Cloud and Infrastructure Security: Securing What Runs the Business
Modern organizations rely heavily on cloud platforms, virtualized infrastructure, and complex identity systems. Securing these environments is its own discipline.
Cloud and infrastructure security covers identity and access management, network segmentation, container security, configuration hardening, and monitoring of large-scale environments. Misconfigurations (rather than exploits) are often the biggest source of risk here.
This domain appeals to those with backgrounds in systems administration, networking, or DevOps, and it underscores an important reality: much of cybersecurity is about preventing boring, avoidable mistakes.
Identity, Access, and Authentication: Who Can Do What
At the core of many breaches is a simple problem: the wrong person had access to the wrong thing.
Identity and Access Management (IAM) focuses on how users are authenticated, what permissions they have, and how access is granted and revoked over time. This includes directory services, single sign-on, privileged access management, and multi-factor authentication.
IAM work is process-heavy and detail-oriented, but it has outsized impact. Done well, it quietly prevents entire classes of attacks.
Privacy and Data Protection: Security Meets Human Impact
Privacy-focused security work emphasizes the protection of personal and sensitive data, not just systems.

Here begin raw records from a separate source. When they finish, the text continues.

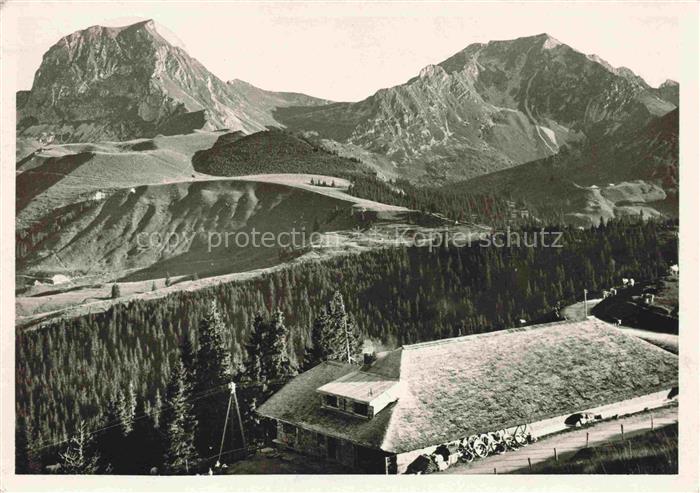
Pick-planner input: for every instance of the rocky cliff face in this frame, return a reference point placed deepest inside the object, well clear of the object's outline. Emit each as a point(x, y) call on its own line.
point(629, 172)
point(488, 107)
point(107, 83)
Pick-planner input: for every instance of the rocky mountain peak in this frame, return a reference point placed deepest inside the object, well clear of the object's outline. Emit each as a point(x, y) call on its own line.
point(117, 83)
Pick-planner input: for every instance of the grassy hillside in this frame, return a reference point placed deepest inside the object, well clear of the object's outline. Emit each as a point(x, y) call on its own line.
point(396, 295)
point(624, 173)
point(653, 452)
point(272, 151)
point(110, 235)
point(61, 175)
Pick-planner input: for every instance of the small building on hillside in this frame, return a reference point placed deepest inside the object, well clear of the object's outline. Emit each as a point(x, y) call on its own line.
point(380, 417)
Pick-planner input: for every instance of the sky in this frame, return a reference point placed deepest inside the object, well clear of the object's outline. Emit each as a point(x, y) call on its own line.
point(347, 51)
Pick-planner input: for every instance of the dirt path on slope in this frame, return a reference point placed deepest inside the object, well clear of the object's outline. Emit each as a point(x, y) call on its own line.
point(568, 443)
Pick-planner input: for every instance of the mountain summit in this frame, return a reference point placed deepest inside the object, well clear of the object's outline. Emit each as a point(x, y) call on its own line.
point(116, 83)
point(488, 107)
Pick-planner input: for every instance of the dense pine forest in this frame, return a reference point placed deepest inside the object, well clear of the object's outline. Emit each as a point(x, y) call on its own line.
point(69, 371)
point(281, 151)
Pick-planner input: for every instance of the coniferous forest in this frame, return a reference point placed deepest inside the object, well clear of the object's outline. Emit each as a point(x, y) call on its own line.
point(127, 361)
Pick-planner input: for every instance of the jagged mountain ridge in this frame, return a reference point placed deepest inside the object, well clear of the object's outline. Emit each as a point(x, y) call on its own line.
point(117, 83)
point(628, 172)
point(488, 107)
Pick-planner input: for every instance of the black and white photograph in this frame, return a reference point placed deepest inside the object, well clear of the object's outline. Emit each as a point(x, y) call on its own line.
point(327, 245)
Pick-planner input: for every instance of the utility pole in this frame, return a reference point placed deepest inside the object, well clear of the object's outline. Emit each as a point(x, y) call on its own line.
point(240, 421)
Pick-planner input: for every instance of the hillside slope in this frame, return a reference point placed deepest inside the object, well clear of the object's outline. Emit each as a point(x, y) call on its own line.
point(60, 175)
point(629, 172)
point(129, 229)
point(489, 107)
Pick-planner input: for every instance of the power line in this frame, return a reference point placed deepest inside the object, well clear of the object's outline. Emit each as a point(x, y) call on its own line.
point(201, 395)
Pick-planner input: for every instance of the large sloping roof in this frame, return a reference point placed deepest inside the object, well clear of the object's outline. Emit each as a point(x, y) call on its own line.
point(456, 387)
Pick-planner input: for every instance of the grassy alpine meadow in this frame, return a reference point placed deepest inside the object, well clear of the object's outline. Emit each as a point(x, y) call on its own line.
point(653, 452)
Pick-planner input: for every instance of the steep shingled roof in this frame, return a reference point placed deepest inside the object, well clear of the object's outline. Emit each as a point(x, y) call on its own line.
point(455, 387)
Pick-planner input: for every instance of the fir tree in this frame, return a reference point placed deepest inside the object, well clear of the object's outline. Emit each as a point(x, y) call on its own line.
point(127, 409)
point(213, 373)
point(347, 336)
point(277, 366)
point(79, 456)
point(322, 343)
point(255, 351)
point(26, 460)
point(179, 424)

This includes data classification, loss prevention, privacy impact assessments, and collaboration with legal and compliance teams. The work often involves balancing usability, regulatory requirements, and technical controls.
As data collection expands and regulations evolve, this domain continues to grow—especially for those interested in the human and ethical dimensions of security.
Architecture, Engineering, and Strategy: Designing Security at Scale
Some roles focus less on day-to-day operations and more on long-term design. Security architects and engineers think in systems: how components interact, where trust boundaries exist, and how failure modes can be anticipated.
These roles typically require broad experience and are rarely entry-level, but they highlight an important truth: cybersecurity is not just reactive. Much of the most effective security work happens before systems are ever deployed.
The Takeaway: There Is No Single “Cybersecurity Path”
Cybersecurity is not a ladder. It’s a landscape.
Some people enter through policy and risk. Others through IT, development, or investigations. Some specialize deeply; others remain generalists. Many move between domains over time.
For anyone seeking work experience, the most important step is not choosing the “right” domain, but understanding that multiple paths exist—and that your existing skills are likely more relevant than you think.
Applied awareness in cybersecurity starts with recognizing the field for what it really is: a collection of disciplines united by a common goal, not a single role defined by a stereotype.